We are all familiar with the adage “Prevention is better than cure” therefore cyber security awareness needs to be part of an organisation’s culture. Training and awareness programmes should not be regarded merely as a check box exercise. Staff should have a deep understanding of the risks associated with cyber threats and attacks. In the past I have run a number of awareness programmes and the approach I have always taken is to bring the problem closer to home. Make it personal so that people can relate to it. Focus on real life examples.
It frightens me that when I speak to people, they have never heard of social engineering or some of the most basic cyber attack methods. A lot has been done in terms of educating people against phishing attacks but there needs to be more awareness around the aspect of social engineering.
Social engineering is the art of manipulating people to part with confidential information. For cyber criminals the challenges around social engineering are reduced as a result of people’s obsession to capture and record their entire lives on social media.

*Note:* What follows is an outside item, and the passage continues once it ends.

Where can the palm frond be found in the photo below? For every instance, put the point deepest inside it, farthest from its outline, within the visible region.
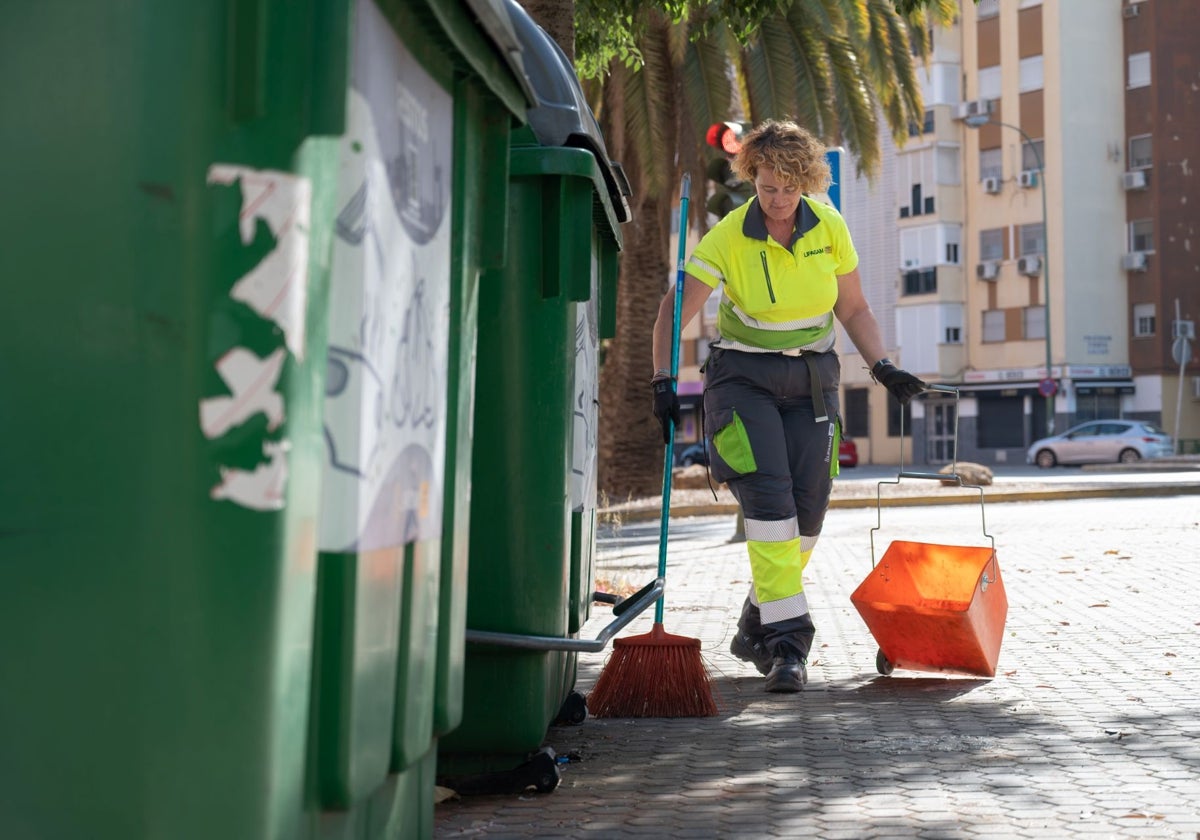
(856, 103)
(649, 124)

A cybercriminal can often gain a lot of information about people and the companies they work for by trolling them on the various public platforms. This is why awareness programmes should extend to people’s personal lives.
Security research firm Symantec compiled a report that ranks the top 20 countries which face or cause the most cybercrime. Luckily South Africa does not feature in the list however, that being said, there does not seem to be any reliable stats with regards to where South Africa ranks in terms of cybercrime. The USA, China and Germany top this list respectively.
So, to quote Martin Luther King – “I have a dream”. My dream is that instead of sitting through long commercial breaks and watching mind numbing adverts, the radio and tv broadcasters could find a way to include cyber security awareness snippets for mom, dad, granny, grandpa and the rest of the family to watch while they wait for their favourite show to return. All in the name of a safer country.